Source: Authors' calculations based on National Student Clearinghouse data.

The one-year college persistence rate of Success Boston participants exceeded that of the comparison group by 20 percentage points. (See "Success Boston vs. Comparison Groups." ) The regression-adjusted gap was nearly 17 percentage points. The gap in two-year persistence rates was 23 to 24 percentage points. Among both men and women, the unadjusted gap in two-year college persistence rates was more than 20 percentage points and was in the 23-to-28-percentage-point range for both Blacks and Hispanics. The preliminary unadjusted findings for year three are in the 21-percentage-point range.

Six-Year College Graduation Rates of Boston Public School Graduates, Selected Graduating Classes

College Graduation in Recent Years

A primary goal of the Success Boston Initiative is to increase the six-year college completion rate for BPS college enrollees to 52 percent for the Class of 2009 and to 70 percent for the Class of 2011. Over the past few years, the six-year college graduation rates of those BPS graduates enrolled in college in the first year following graduation have been modestly improving. (See "Six-Year College Graduation Rates." ) For the Class of 2006, the graduation rate increased to 49.3 percent, only three percentage points shy of the 52 percent goal set for the Class of 2009.

College graduation rates, however, varied widely across gender, race/ethnic, and academic achievement groups as well as by type of college attended. For the Class of 2006, college graduation rates varied from a low of 33 percent for Black men to highs of 77 percent for White and Asian women. For Class of 2005 BPS graduates, graduation rates as of late spring 2012 ranged from a low of 14 percent for those attending two-year public colleges to 66 percent for those attending four-year institutions.

Gender Disparities in College Degree Attainment

The gender disparity observed in college graduation rates is reflected even more markedly in the comparative number of college degrees received by male and female graduates from selected BPS graduating classes from 2000 to 2007. (See "Gender Disparities in College Graduates." ) For each of the four classes, the number of BPS female graduates with college degrees per 100 men ranged from 160 to a high of 202 for the Class of 2007. These ratios are considerably above both the state and national averages. In the 2011-2012 school year, the total number of degrees from associate's degrees to PhDs awarded to female graduates in the United States exceeded that of men by about 42 percent.

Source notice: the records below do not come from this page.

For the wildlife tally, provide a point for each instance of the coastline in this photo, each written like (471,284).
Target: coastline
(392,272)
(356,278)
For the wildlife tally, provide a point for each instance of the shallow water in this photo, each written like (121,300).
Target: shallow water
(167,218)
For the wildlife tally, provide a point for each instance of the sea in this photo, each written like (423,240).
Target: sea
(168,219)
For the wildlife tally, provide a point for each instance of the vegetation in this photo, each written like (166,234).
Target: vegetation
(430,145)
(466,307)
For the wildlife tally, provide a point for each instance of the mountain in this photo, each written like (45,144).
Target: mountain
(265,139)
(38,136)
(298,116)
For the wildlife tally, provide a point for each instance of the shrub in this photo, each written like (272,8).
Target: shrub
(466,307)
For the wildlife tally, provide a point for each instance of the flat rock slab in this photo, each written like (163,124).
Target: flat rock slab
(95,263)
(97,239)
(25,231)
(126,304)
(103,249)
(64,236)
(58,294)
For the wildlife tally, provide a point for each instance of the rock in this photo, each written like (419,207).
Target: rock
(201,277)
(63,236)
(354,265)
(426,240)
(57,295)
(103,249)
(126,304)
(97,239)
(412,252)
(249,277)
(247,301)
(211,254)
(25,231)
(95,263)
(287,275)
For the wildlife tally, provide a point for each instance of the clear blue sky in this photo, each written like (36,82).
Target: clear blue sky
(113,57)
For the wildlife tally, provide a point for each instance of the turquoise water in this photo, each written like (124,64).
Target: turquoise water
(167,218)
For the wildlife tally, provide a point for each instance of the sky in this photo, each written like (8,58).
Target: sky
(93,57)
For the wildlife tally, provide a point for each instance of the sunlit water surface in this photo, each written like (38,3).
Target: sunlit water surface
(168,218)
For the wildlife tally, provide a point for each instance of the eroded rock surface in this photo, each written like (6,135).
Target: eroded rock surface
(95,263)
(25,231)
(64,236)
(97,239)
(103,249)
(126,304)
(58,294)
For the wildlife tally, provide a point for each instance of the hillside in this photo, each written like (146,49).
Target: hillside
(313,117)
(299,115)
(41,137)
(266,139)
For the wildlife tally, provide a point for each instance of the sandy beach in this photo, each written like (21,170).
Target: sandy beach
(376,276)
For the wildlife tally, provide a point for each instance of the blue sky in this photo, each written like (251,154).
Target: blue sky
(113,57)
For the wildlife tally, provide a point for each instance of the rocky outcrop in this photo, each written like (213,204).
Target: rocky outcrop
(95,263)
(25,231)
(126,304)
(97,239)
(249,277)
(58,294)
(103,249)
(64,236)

Gender Disparities in College Graduates, Selected Boston Public School Graduating Classes

Of the nearly 800 college degrees received by Class of 2007 BPS graduates through the end of calendar year 2012, women earned more than twice as many degrees as men. The relative size of these gender gaps in college degree attainment varied widely across the four major race/ethnic groups. They ranged from a low of 116 for Asians to over 190 for White non-Hispanics to highs of 253 to 268 among Hispanics and Blacks. Such gender gaps reflect the outcomes of an array of behaviors, including higher rates of high school graduation among women than men, a higher rate of college enrollment among female high school graduates, and stronger college persistence rates among women. A better understanding of the educational, cultural, and social forces driving the gender gaps in degree attainment is needed. There are no current initiatives aimed at addressing gender imbalances.

Andrew Sum is a professor of economics at Northeastern University and director of the Center for Labor Market Studies. Ishwar Khatiwada is associate director and Sheila Palma is an administrative assistant and research associate at the center. Contact them at a.sum@neu.edu.

Endnotes

[1] The enrollees were recruited by the staff of local service providers. There was no random assignment of graduates to the treatment or control group. In 2011, CLMS staff worked with Boston Foundation staff to develop a comparison group of similar BPS graduates attending seven selected colleges. The matching was done by student MCAS score, gender, and race, and involved the use of regression analysis to estimate impacts.